Awards for Residential Houses (Alterations & Additions) went to the “playful, beautifully sculpted” Foyn-Johanson House by Harrison and White, the “effortless” Boston Villa by Nest Architects and the “detailed and refined” Gallery House by Denton Corker Marshall.

Elenberg Fraser’s A’Beckett Tower took out the Award for Multiple Residential Architecture for their “considerable understanding, skill and inventiveness within the constraints of a developer-driven, large-scale apartment building”.

The use of Colorbond steel on the impressive colour-rich façade, “making a residential slab block magnificent”, also led to the building receiving a Colorbond Architecture Award.

The colourful Pixel building by Studio505 took out the state’s top Sustainable Architecture award. A top rated sustainable commercial building, it employs anaerobic digestion, tracking solar arrays, wind turbines, fixed shading louvers, double-glazed window walls and solar panel shading to “surpass the sustainability measures of a series of sustainable rating tools, gaining 100 points for a 6 Star Green Star, a LEED Platinum rating and an outstanding BREEAM rating.”

The other winner in the Sustainable category was a modest country residence. Hill Plains House by Wolveridge Architects is “notable for its outward simplicity and subtle integration of sustainable initiatives to minimise the environmental impact.” It uses a mix of time-honoured passive solar principles and recycled materials and modern technology to “create an autonomous home with no grid electricity or water connections”.

As well as receiving a Public Architecture award, Kerstin Thompson Architects’ Monash University Museum of Art (MUMA) took out the Marion Mahony Interior Architecture Award.
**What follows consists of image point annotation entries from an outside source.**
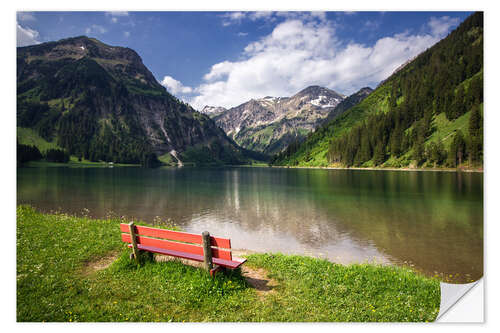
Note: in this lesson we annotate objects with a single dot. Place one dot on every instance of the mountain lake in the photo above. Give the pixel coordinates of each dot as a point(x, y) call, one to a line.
point(431, 221)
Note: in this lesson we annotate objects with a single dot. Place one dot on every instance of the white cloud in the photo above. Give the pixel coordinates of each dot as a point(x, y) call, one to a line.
point(25, 16)
point(114, 15)
point(175, 86)
point(26, 36)
point(237, 17)
point(95, 29)
point(301, 52)
point(232, 18)
point(442, 25)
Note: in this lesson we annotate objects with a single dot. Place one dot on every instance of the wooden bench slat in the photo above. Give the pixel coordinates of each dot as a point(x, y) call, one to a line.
point(221, 262)
point(165, 244)
point(177, 235)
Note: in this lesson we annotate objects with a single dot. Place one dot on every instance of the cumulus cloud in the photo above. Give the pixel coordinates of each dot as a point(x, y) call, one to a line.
point(299, 53)
point(441, 26)
point(114, 15)
point(95, 29)
point(26, 36)
point(174, 86)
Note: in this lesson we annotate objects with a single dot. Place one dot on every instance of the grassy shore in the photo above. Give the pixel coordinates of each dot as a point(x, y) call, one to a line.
point(77, 269)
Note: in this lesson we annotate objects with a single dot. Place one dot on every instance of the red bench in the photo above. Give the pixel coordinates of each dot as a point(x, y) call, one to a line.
point(202, 248)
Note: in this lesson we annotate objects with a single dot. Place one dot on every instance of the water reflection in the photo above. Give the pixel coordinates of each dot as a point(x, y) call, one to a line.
point(433, 220)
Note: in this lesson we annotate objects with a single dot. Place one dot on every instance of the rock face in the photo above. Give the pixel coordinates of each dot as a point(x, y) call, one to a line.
point(269, 124)
point(213, 110)
point(348, 103)
point(100, 102)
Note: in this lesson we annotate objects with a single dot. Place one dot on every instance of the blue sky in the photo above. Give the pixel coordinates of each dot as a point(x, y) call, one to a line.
point(227, 58)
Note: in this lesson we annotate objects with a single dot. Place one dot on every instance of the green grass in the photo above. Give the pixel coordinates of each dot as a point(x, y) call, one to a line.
point(54, 283)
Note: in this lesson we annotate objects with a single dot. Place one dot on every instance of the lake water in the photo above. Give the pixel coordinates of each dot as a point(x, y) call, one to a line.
point(432, 221)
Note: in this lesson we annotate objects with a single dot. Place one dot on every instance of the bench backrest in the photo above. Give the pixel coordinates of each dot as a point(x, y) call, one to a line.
point(177, 241)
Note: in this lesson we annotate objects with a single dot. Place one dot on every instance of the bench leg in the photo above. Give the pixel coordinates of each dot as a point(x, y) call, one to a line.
point(216, 269)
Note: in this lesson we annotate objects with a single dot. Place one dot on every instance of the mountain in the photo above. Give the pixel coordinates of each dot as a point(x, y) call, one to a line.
point(100, 102)
point(213, 110)
point(348, 103)
point(269, 124)
point(428, 113)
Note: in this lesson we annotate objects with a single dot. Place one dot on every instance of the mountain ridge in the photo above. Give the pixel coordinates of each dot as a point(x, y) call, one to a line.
point(269, 124)
point(100, 102)
point(428, 113)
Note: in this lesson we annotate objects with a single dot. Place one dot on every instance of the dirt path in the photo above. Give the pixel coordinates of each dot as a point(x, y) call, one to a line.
point(256, 277)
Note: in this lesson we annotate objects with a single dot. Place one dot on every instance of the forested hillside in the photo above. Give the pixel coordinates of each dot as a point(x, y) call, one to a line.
point(100, 103)
point(428, 114)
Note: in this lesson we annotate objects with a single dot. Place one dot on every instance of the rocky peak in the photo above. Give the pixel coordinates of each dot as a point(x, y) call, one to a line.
point(118, 61)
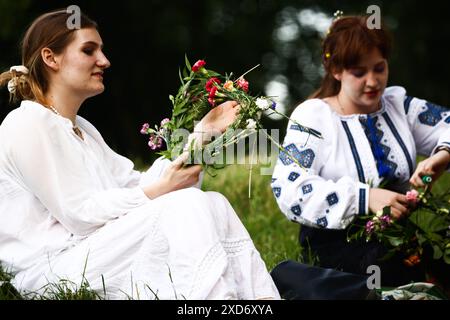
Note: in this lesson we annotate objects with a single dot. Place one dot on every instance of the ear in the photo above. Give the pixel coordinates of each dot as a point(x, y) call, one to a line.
point(49, 59)
point(337, 76)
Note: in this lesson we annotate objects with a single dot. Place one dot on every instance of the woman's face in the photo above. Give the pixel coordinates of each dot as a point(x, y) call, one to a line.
point(364, 83)
point(82, 63)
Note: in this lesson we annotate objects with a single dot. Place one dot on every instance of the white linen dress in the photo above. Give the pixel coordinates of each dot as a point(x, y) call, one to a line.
point(73, 209)
point(332, 187)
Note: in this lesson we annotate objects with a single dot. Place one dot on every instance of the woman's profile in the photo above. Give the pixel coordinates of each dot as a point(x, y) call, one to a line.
point(73, 209)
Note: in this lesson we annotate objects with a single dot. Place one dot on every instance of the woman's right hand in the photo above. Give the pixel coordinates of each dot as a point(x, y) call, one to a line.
point(175, 177)
point(380, 198)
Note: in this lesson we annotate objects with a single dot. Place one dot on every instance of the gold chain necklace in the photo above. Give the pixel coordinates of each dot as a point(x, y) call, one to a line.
point(74, 128)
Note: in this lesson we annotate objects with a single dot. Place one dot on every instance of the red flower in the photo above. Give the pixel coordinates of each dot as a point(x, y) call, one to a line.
point(199, 64)
point(210, 84)
point(211, 96)
point(243, 84)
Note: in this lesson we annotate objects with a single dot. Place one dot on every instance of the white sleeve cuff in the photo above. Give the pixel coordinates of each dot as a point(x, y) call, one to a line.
point(362, 198)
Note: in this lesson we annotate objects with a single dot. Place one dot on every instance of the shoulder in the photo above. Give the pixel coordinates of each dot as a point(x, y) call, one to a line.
point(30, 117)
point(395, 97)
point(90, 129)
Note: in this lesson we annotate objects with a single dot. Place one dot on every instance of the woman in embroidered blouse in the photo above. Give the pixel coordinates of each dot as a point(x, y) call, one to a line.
point(71, 208)
point(371, 136)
The jury praised it as “confident in its restraint”.

Interior Category was a strong field this year, one that saw two new bars awarded, The Waiting Room by 1:1 Architects for its “refreshing opulence” and the “welcoming, surprising, rigorous and forthright” Newmarket Hotel by Six Degrees Architects.

The Venny, the City of Melbourne’s communal backyard for children in Kensington was shortlisted in the Small Project category and their “resourceful, robust and raw” River Studios designed by Breathe Architecture took out the top award with their low budget conversion of derelict warehouses into much-needed arts spaces.

The other Small Project award went to a joint venture between Antarctica, Monash Architecture Studio and VicUrban for Habitat 21 Adaptable House, which is an exploration of developing “a new suburban housing typology”.

Seventeen buildings competed for The Regional Prize, sponsored by the Office of the Victorian Government Architect.

Marysville Rebuilding Advisory Centre by bamford-dash. Image: Peter Bennetts

Unusually, three regional prizes were awarded to: “the mythical Phoenix reborn from the ashes” Marysville Rebuilding Advisory Centre by bamford-dash, Gray Puksand’s “powerful contribution to the town's civic realm” in La Trobe University Shepparton, and Adam Dettrick’s The Heights Community Building in Traralgon which proves “that architecture for older citizens does not have to feel old”.